Posted: October 31, 2017 03:37 PM
From: Representative Ron Marsico
To: All House members
Subject: Adam Walsh Act
 
In the near future, I will introduce legislation to address the Pennsylvania Supreme Court’s decision in Commonwealth v. Muniz. In that case, the court held that the Commonwealth’s sexual offender registration act, commonly known as Megan’s Law or the Adam Walsh Act, could not be applied to defendants who committed their crimes before the enactment of the Adam Walsh Act in 2012 based on both the U.S. Constitution and the Pennsylvania Constitution. If left unaddressed, this case may require more than 10,000 sexual offenders to be removed from the state sexual offender registry.

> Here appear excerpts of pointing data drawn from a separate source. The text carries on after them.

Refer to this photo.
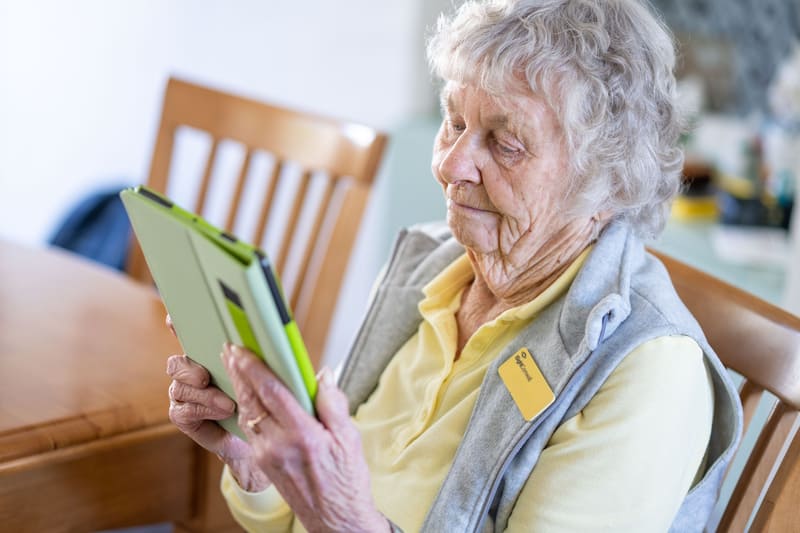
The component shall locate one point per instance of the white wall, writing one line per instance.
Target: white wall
(81, 84)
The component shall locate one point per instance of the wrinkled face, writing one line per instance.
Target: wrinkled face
(502, 164)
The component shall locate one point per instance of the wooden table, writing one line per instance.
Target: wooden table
(85, 442)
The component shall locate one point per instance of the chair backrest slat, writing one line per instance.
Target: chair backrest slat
(750, 395)
(313, 238)
(233, 209)
(317, 145)
(760, 342)
(290, 230)
(266, 206)
(205, 181)
(779, 510)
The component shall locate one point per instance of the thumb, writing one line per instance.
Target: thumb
(331, 403)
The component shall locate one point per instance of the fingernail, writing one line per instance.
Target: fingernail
(325, 377)
(224, 403)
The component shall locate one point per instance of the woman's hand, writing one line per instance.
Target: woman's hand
(194, 406)
(317, 465)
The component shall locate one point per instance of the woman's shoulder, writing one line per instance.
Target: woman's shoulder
(662, 377)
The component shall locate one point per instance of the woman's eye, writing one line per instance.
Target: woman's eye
(505, 148)
(455, 127)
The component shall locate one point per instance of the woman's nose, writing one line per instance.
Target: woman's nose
(458, 162)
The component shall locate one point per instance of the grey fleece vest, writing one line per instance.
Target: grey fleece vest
(621, 298)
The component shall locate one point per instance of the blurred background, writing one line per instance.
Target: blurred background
(81, 85)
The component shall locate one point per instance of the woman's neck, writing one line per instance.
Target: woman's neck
(498, 287)
(502, 285)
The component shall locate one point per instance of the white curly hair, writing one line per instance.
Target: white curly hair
(606, 69)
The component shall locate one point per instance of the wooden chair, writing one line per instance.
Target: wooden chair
(348, 154)
(760, 342)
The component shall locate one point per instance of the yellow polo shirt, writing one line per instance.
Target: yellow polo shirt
(623, 464)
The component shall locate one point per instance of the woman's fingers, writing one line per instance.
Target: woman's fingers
(332, 406)
(189, 414)
(212, 398)
(181, 368)
(258, 390)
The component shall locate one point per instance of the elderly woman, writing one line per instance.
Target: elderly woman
(528, 366)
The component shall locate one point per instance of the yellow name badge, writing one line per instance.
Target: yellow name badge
(526, 384)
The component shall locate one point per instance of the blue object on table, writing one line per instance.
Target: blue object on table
(97, 228)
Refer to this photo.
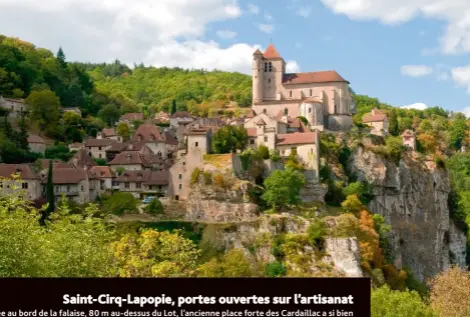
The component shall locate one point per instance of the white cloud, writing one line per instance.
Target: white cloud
(268, 17)
(266, 28)
(209, 56)
(160, 33)
(418, 106)
(292, 67)
(416, 70)
(461, 76)
(253, 9)
(304, 11)
(456, 13)
(226, 34)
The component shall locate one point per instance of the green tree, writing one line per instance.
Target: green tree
(229, 138)
(119, 203)
(109, 114)
(389, 303)
(155, 254)
(282, 188)
(124, 131)
(44, 108)
(393, 124)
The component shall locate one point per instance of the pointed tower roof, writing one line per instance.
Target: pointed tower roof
(257, 52)
(271, 52)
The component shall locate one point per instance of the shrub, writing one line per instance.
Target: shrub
(275, 269)
(316, 232)
(155, 207)
(207, 178)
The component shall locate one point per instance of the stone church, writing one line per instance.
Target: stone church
(323, 98)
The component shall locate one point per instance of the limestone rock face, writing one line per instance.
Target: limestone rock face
(345, 255)
(413, 199)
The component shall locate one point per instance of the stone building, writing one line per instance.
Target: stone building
(30, 181)
(323, 98)
(96, 148)
(409, 139)
(378, 122)
(36, 144)
(198, 144)
(142, 184)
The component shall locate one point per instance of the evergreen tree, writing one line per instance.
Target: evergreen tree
(49, 195)
(22, 135)
(61, 58)
(393, 123)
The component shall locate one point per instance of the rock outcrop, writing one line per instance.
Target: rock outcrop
(413, 199)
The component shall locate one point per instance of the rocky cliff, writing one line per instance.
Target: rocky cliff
(413, 199)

It is my belief that these defendants still should have to register with the Pennsylvania State Police as sexual offenders.

The Commonwealth first enacted Megan’s Law during the Special Session on Crime (Session of 1995-1996). In 1999, our state Supreme Court ruled that some parts of the 1995 law were unconstitutional, so in 2000 the Commonwealth enacted Megan’s Law II to cure the constitutional defects of the first version. Four years later, in 2004, the General Assembly working with Governor Rendell dramatically enhanced Megan’s Law. Among other things, the new law, Megan’s Law III, required that information about sex offenders and sexually violent predators be publicly accessible by website. Subsequent minor refinements further improved Megan’s Law III. In 2012, the General Assembly enacted legislation to implement the federal Adam Walsh Child Protection and Safety Act. This current law is sometimes referred to as the Adam Walsh Act or SORNA: the Sex Offender Registration and Notification Act.

To allow potentially dangerous sex offenders to escape registration, as the Muniz decision provides, does not move the Commonwealth forward. Indeed, the decision is a step backward in terms of the safety and security of the Commonwealth’s citizens. Consequently, my legislation is designed to do two things. First, it will conform the Adam Walsh Act to the decision by the Pennsylvania Supreme Court in Muniz by preventing retroactive application of the law. Second, and more importantly, it will require those sex offenders who have not yet finished their period of registration to continue to register with the Pennsylvania State Police. The legislation accomplishes this by putting back in place the safety net that the Commonwealth had under Megan’s Law III, the protections of which have been upheld by the Pennsylvania Supreme Court and the U.S. Supreme Court.

Please join me in cosponsoring this important piece of legislation.